Aliás, o plástico dominou completamente a festa do Beijupirá. Os pratos, os talheres, os copos… Que horror! Tudo o que se colocava dentro do prato ficava ruim ou pelo menos feio…

As filas… Quem já viu festa chique com fila? É, fila pra pegar comida! Ah, não… Só me mantive na fila porque estava realmente com fome e pra quê? Pra comer pão murcho e salaminho… Festa chique, sei…

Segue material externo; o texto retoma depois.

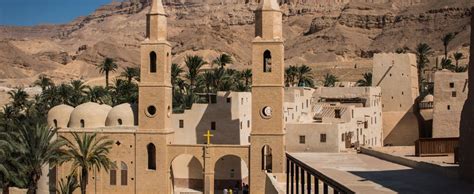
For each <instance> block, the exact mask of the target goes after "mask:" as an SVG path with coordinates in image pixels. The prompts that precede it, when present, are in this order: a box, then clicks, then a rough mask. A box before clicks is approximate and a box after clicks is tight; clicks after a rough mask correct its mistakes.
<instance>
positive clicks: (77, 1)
mask: <svg viewBox="0 0 474 194" xmlns="http://www.w3.org/2000/svg"><path fill="white" fill-rule="evenodd" d="M111 1H112V0H0V25H17V26H31V25H38V24H64V23H68V22H70V21H72V20H74V19H75V18H76V17H78V16H83V15H88V14H89V13H92V12H93V11H94V10H95V9H97V8H98V7H99V6H101V5H104V4H107V3H109V2H111Z"/></svg>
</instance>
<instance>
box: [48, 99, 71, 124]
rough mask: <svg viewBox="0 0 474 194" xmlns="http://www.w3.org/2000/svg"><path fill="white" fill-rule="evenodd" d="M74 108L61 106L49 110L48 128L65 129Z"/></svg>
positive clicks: (68, 123)
mask: <svg viewBox="0 0 474 194" xmlns="http://www.w3.org/2000/svg"><path fill="white" fill-rule="evenodd" d="M73 110H74V108H73V107H72V106H68V105H65V104H61V105H58V106H55V107H53V108H51V109H50V110H49V112H48V126H49V127H54V128H67V127H68V124H69V118H70V116H71V113H72V111H73Z"/></svg>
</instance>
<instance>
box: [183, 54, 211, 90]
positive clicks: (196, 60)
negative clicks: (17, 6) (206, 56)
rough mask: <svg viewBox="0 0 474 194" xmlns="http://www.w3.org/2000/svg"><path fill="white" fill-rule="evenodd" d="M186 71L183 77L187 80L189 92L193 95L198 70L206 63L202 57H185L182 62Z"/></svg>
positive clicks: (198, 73)
mask: <svg viewBox="0 0 474 194" xmlns="http://www.w3.org/2000/svg"><path fill="white" fill-rule="evenodd" d="M184 63H185V64H186V67H187V68H188V71H187V72H186V75H185V77H186V78H187V79H188V80H189V86H190V92H191V94H193V90H194V88H195V87H196V81H197V78H198V75H199V70H200V69H201V67H202V66H203V65H205V64H207V62H206V61H204V60H203V59H202V57H200V56H197V55H194V56H186V59H185V61H184Z"/></svg>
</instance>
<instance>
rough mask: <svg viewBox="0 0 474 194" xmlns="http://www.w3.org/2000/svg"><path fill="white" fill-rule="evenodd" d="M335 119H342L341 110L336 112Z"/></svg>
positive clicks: (339, 109)
mask: <svg viewBox="0 0 474 194" xmlns="http://www.w3.org/2000/svg"><path fill="white" fill-rule="evenodd" d="M334 117H336V119H340V118H341V109H336V110H334Z"/></svg>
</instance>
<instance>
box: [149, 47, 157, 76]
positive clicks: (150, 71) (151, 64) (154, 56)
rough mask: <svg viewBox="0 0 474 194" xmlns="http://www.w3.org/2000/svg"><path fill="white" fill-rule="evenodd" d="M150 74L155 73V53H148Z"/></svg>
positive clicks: (155, 55)
mask: <svg viewBox="0 0 474 194" xmlns="http://www.w3.org/2000/svg"><path fill="white" fill-rule="evenodd" d="M150 72H151V73H156V53H155V51H152V52H151V53H150Z"/></svg>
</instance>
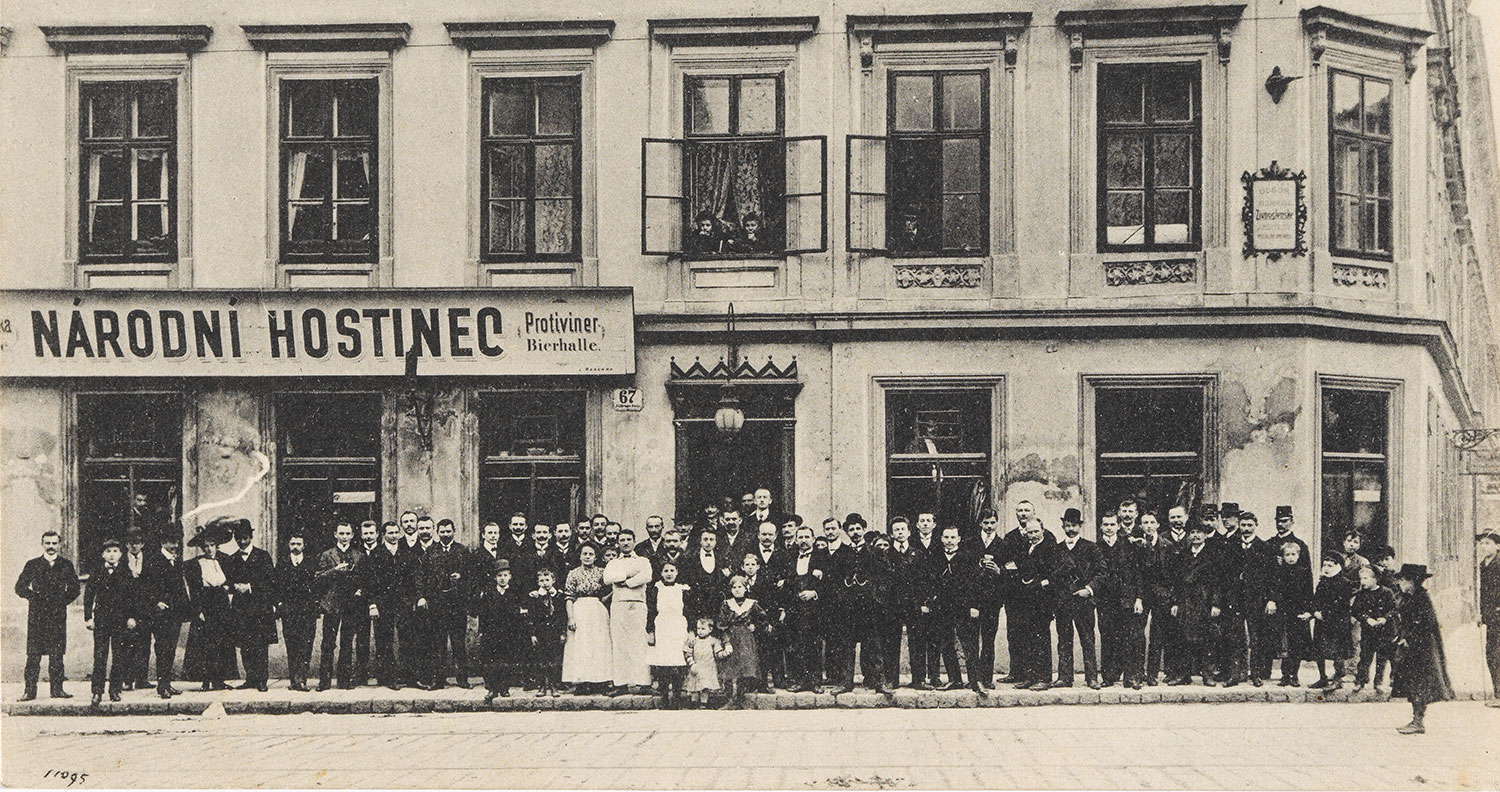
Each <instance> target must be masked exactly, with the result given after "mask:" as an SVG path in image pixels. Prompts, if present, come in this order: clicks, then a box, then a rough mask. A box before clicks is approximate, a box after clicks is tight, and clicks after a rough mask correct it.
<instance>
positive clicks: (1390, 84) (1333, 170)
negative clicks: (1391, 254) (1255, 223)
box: [1328, 71, 1392, 258]
mask: <svg viewBox="0 0 1500 792" xmlns="http://www.w3.org/2000/svg"><path fill="white" fill-rule="evenodd" d="M1328 90H1329V117H1328V135H1329V141H1328V148H1329V157H1331V160H1329V174H1331V180H1332V184H1331V186H1329V201H1331V204H1329V217H1331V222H1329V228H1331V231H1332V240H1331V248H1332V249H1334V252H1335V254H1344V255H1358V257H1373V258H1391V251H1392V246H1391V205H1392V204H1391V129H1392V124H1391V81H1389V80H1376V78H1371V77H1362V75H1356V74H1350V72H1340V71H1331V72H1329V89H1328Z"/></svg>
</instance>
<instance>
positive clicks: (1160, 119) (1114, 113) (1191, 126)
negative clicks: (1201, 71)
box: [1098, 63, 1202, 251]
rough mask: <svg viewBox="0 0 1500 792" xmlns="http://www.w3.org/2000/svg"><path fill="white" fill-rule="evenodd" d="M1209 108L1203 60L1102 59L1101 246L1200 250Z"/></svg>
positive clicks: (1100, 247) (1098, 93)
mask: <svg viewBox="0 0 1500 792" xmlns="http://www.w3.org/2000/svg"><path fill="white" fill-rule="evenodd" d="M1200 135H1202V107H1200V98H1199V66H1197V65H1169V63H1152V65H1101V66H1100V77H1098V195H1100V199H1098V246H1100V251H1196V249H1199V245H1200V243H1199V240H1200V226H1202V217H1200V211H1199V205H1200V199H1199V189H1200V172H1202V165H1200V156H1199V150H1200Z"/></svg>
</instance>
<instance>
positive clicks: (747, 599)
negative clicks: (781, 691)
mask: <svg viewBox="0 0 1500 792" xmlns="http://www.w3.org/2000/svg"><path fill="white" fill-rule="evenodd" d="M751 558H753V556H751ZM768 624H769V619H768V618H766V615H765V609H763V607H760V603H757V601H754V600H753V598H750V579H748V577H745V576H744V574H735V576H733V577H730V579H729V598H727V600H724V601H723V604H721V606H718V625H720V628H723V631H724V640H727V642H729V645H730V646H733V648H735V652H733V654H730V655H729V658H726V660H724V661H723V663H721V666H720V669H718V673H720V675H721V676H723V679H724V682H727V684H729V700H726V702H724V706H738V705H741V703H744V693H745V688H747V687H757V685H759V682H760V679H762V676H760V646H759V642H757V640H756V637H757V636H756V633H757V631H765V628H766V625H768Z"/></svg>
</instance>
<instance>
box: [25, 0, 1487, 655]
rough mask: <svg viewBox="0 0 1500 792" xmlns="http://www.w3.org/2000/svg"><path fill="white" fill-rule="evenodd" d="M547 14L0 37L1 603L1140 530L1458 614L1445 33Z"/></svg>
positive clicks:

Convidados que estivessem sentados em mesa tinham direito a uma garrafa de espumante, uma de vodca e outra de uisque… Não tomamos nem a espumante, demos os tiquetes para o segurança, que deve ter ficado feliz e bêbado da vida! Hahahaha

Como eu era vizinha da festa achei o som muito alto, mas nada que meu sono e um ar condicionado não resolvessem, mas ainda assim a orquestra só parou de tocar às 6h da matina, foi foda!

Eu fui dormir rapidinho… Festas para os filhos de “paínho” são realmente um saco, não tenho mais saco, não…

Acordei para tomar o café da manhã umas 5h, na mesma hora que o sol nasce. Mais uma decepção… Além da fíla de bêbados e principalmente de bêbadas, filhos e filhas de  “paínho”, gritando e dançando, o café foi mais que decepcionante… Eu só tive coragem de comer frutas. Os pães eram os mesmos servidos antes do jantar, quer dizer, pão dormido… O café, digo, o chafé tava aguado… E o leite? Urgh, quase vomitei…

E pra fechar com chave de ouro (ouro mesmo), bem na hora que a orquestra parou de tocar começou uma briga… Hahahaha Foi bofete pra todo lado! Hahahaha Eu só fiquei com medo de tiro… Mas foi legal ver o povo “apanhado”, sangrando, deitado no chão… E pergunta se a segurança fez alguma coisa… Fez nada! Imagina alguém ganhar ’50 conto’ pra dar a cara a tapa e segurar um bando de bebuns de fim da festa, eu heim! Eu também não faria nada! Hahahaha

Resumindo, espero que no fim deste ano não tenha festa nenhuma pro dia, enfim, nascer feliz!